Outside his home, Maggie had read Cullen his rights and then shipped him back to the Sheriff’s Office, where he’d been Mirandized for a second time before being processed, photographed, fingerprinted, and swabbed for DNA. All the while, Cullen had professed his innocence.
“He’s insisting he has nothing to hide,” Maggie said.
“Does he have an alibi?”
“He hasn’t given one. But lack of an alibi isn’t consistent with guilt.”
Smits almost choked on his drink. “Detective, you found a .38 Special at his house, hidden in a kettle grill. It’s the same caliber as the murder weapon. If ever there was a slam dunk, this is it.”
“All the same, I’d like to see what Forensics make of the evidence before I come to any definitive conclusion.”
Smits wiped his mouth. “Detective, if it looks like a duck, swims like a duck, and quacks like a duck, then it probably is a duck. Your job isn’t to determine innocence or guilt. That’s for a grand jury to decide. Your job is to collect evidence and present it in a convincing way. Let me hear your working theory.”
Maggie kept the agitation out of her voice. “Cullen killed his wife. Either at the death scene or somewhere else we have yet to determine. Crime scene investigators are at his home address as we speak, looking for blood trace and anything else to link him to the murder. Seeing as Dana’s car is missing, we think Cullen drove it to the lakeside dump site before setting his wife on fire.”

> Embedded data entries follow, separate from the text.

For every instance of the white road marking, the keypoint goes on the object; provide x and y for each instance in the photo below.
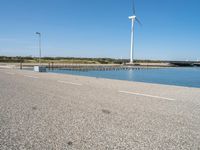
(30, 76)
(10, 73)
(147, 95)
(65, 82)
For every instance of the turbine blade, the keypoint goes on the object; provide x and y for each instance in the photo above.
(133, 7)
(138, 21)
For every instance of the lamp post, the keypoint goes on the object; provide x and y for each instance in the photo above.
(39, 34)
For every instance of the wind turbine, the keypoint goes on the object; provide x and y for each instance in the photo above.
(133, 18)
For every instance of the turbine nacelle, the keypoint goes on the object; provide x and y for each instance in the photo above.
(132, 17)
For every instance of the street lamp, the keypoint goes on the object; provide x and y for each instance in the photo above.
(39, 34)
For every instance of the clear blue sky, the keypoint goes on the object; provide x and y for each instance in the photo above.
(100, 28)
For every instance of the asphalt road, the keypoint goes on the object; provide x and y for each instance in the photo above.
(53, 111)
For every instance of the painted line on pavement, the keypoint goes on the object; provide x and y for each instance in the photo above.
(10, 73)
(30, 76)
(147, 95)
(65, 82)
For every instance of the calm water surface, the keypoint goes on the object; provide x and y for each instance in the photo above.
(189, 77)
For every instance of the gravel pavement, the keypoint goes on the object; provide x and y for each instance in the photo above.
(47, 111)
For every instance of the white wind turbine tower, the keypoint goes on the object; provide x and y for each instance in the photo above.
(133, 18)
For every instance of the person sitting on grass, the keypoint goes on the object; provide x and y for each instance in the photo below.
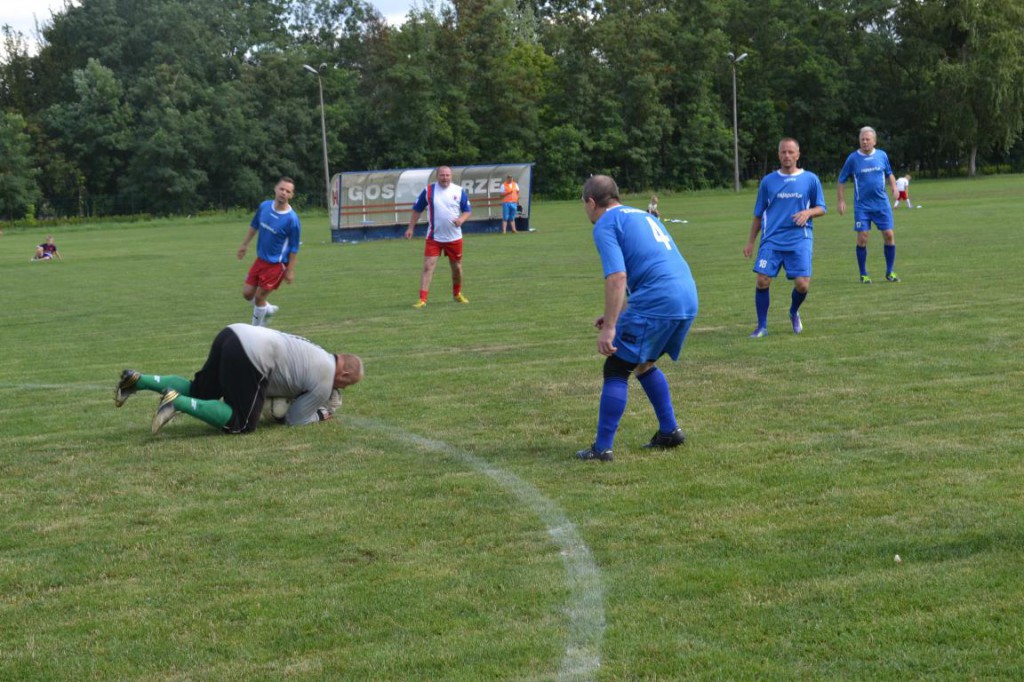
(47, 251)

“Passable. With those arms of his, he looks capable of carrying a deadweight.”
“We’re thinking he then dumped the car elsewhere, to make it look like Dana was nowhere near home when she was abducted and killed.”
“By somebody else.”
“Yes. We’ve issued a BOLO on the vehicle. A white Chevy Cruze. If it’s anywhere on a county road, FHP will find it before nightfall.”
Smits
turned his gaze to Cullen. “He had to make his way back home from the lake somehow. It’s almost a two-mile walk. You say Loomis canvassed the neighborhood?”
“Last night, with a half dozen deputies. And no one reported seeing anyone on foot anywhere along Ocoee Parkway.”

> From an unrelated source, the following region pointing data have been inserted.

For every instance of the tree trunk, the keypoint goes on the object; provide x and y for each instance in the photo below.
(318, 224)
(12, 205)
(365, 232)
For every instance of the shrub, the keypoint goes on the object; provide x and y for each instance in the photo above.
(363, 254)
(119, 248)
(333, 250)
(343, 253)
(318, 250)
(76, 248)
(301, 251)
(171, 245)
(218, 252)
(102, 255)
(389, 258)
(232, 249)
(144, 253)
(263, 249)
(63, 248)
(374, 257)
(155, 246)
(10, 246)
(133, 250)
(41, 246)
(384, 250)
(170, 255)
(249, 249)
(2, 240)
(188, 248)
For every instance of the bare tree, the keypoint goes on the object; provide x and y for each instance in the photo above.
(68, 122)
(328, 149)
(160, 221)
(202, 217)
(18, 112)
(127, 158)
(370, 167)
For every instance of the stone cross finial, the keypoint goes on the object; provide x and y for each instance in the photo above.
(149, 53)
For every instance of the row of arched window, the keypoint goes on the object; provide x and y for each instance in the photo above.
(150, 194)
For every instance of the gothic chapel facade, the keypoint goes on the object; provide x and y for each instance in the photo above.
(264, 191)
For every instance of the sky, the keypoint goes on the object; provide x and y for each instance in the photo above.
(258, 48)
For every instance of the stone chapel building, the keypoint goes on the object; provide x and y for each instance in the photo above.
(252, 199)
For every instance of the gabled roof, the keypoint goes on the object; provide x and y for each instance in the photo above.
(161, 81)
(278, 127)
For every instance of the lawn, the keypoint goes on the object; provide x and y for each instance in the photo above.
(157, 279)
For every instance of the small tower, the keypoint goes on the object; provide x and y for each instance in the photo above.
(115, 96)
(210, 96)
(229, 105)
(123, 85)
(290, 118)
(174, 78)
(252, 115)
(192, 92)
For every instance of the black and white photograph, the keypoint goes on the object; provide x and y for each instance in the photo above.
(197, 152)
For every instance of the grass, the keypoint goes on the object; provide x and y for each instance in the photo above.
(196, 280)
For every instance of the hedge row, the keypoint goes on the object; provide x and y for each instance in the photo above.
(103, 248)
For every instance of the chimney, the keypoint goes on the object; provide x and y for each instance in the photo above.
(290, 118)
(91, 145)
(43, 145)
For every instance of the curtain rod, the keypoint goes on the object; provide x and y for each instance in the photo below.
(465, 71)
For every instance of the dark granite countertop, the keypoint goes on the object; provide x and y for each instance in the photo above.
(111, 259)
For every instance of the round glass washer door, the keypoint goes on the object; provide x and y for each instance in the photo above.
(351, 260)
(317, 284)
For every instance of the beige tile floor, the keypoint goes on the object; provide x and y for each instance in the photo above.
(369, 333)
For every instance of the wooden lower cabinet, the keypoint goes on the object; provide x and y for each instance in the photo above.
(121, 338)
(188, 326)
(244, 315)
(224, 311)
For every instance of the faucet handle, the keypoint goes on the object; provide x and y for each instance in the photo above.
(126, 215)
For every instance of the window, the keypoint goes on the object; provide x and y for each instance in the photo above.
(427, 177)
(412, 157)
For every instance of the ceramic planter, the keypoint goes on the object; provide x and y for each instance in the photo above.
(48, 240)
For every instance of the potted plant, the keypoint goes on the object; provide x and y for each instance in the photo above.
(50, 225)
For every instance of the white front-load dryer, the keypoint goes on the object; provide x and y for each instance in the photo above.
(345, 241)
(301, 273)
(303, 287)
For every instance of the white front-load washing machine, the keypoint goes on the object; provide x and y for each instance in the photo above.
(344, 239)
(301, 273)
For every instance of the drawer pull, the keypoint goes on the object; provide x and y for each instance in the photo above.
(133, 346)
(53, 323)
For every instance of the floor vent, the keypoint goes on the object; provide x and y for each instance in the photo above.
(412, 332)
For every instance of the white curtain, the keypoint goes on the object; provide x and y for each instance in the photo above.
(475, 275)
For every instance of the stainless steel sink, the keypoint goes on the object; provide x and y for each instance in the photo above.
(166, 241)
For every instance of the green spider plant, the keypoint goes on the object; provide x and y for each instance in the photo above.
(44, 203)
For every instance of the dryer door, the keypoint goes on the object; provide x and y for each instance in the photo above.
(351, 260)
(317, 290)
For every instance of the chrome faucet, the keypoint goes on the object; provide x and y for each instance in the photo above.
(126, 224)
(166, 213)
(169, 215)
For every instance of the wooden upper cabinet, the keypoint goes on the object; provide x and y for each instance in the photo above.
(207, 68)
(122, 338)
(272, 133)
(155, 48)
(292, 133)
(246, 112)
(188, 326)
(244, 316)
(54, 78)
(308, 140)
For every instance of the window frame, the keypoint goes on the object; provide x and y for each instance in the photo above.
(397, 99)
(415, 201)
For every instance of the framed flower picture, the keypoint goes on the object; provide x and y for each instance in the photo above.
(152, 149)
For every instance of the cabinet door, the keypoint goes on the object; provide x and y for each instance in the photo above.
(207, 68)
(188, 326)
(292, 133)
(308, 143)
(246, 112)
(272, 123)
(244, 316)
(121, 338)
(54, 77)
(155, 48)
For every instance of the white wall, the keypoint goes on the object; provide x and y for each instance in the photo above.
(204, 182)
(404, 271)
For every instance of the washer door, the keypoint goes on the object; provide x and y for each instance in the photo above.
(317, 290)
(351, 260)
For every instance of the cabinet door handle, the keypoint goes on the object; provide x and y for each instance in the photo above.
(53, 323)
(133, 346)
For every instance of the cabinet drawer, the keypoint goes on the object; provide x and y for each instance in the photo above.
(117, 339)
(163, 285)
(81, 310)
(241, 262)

“This guy isn’t a ghost. We need to expand the reach and talk with anyone who was in a position to see Cullen walking home last night. I’ll get patrol knocking on doors. Have you checked in with the taxi companies?”

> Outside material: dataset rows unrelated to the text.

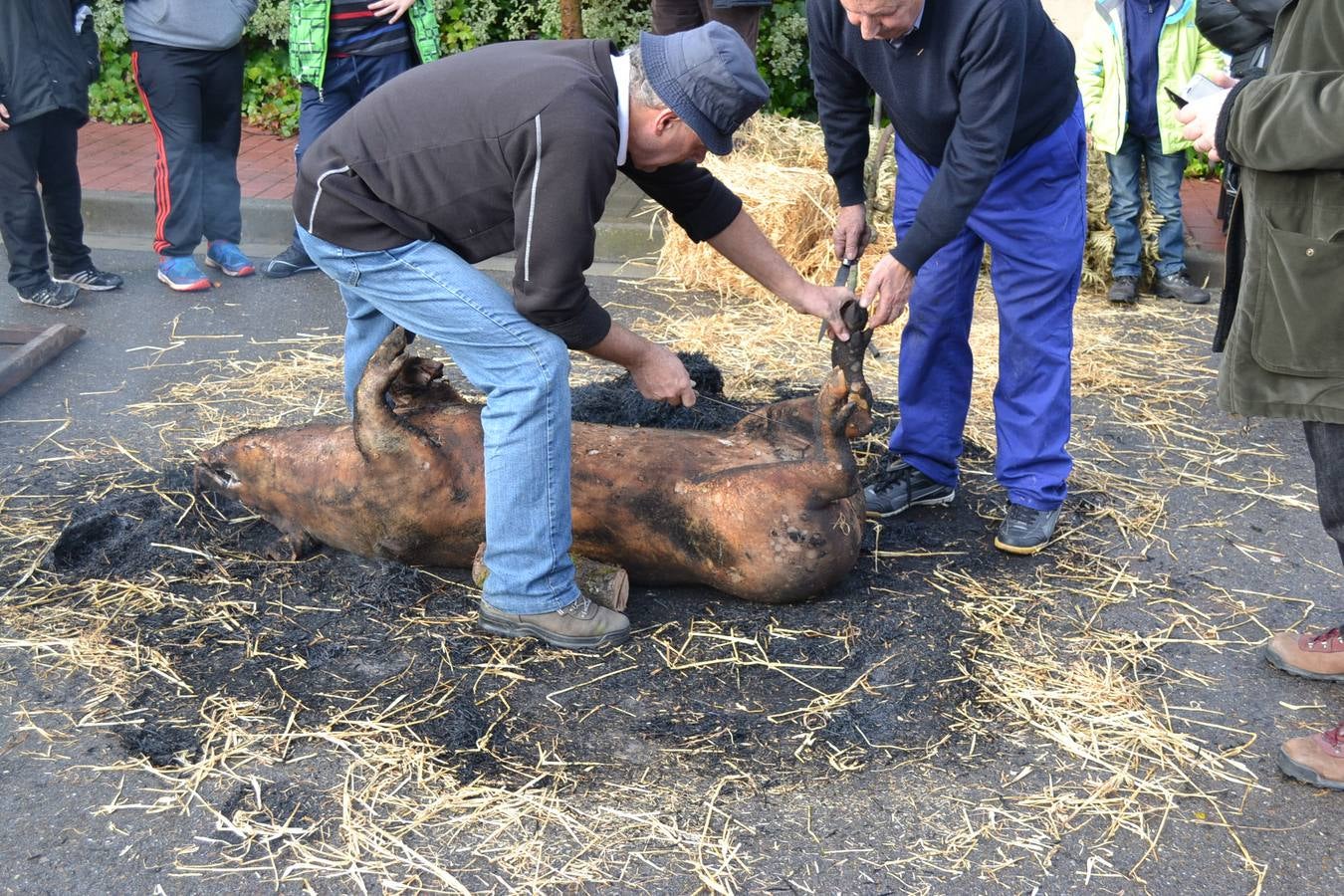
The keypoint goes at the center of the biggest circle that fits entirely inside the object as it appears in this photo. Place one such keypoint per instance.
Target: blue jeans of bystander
(1325, 442)
(523, 372)
(345, 82)
(1164, 176)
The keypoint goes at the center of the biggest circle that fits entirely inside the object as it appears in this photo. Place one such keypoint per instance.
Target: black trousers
(194, 101)
(1325, 442)
(671, 16)
(45, 150)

“It’s on our to-do list. I’ve also put in a request for traffic camera footage. There’s a couple of toll cameras on the Beltway, but I’m not expecting much from them.”
Smits sipped his drink. “Things creep at the weekend. Don’t hold your breath. What about the handgun?”
“It’s with Firearms.”
“It’s Sunday.”
“I called Robbie Zee.”
Robbie Zeedeman was OCSO’s resident firearms expert. Born in South Africa, he’d acquired most of his weapons knowledge evading gunfire on the streets of Cape Town.
“He came in on his day off?”
“Don’t worry, Sarge. He won’t be posting overtime. He owed me a favor.” Maggie glanced at her watch. “He should be doing the test fire right about now.”
“I hear no bullet casing was found at the scene.”
“It’s not surprising. The lakeshore is heavily wooded. Overgrown. We performed an outward spiral search, but we might need to do a more thorough grid search with metal detectors.”
“Unless he threw it in the lake. In which case, you’ve got to ask yourself, why he didn’t toss the gun as well? After all, he tossed the purse.”
Maggie had already asked herself the same question. “People do strange things in the heat of the moment,” she said. “You can’t always explain their actions.”
Maggie had once been in hot pursuit of a felon who had dumped his pistol in a baby’s stroller as he ran through a park. Luckily, no harm had come to the child. But it exemplified the mindless mentality of people pushed to their limit.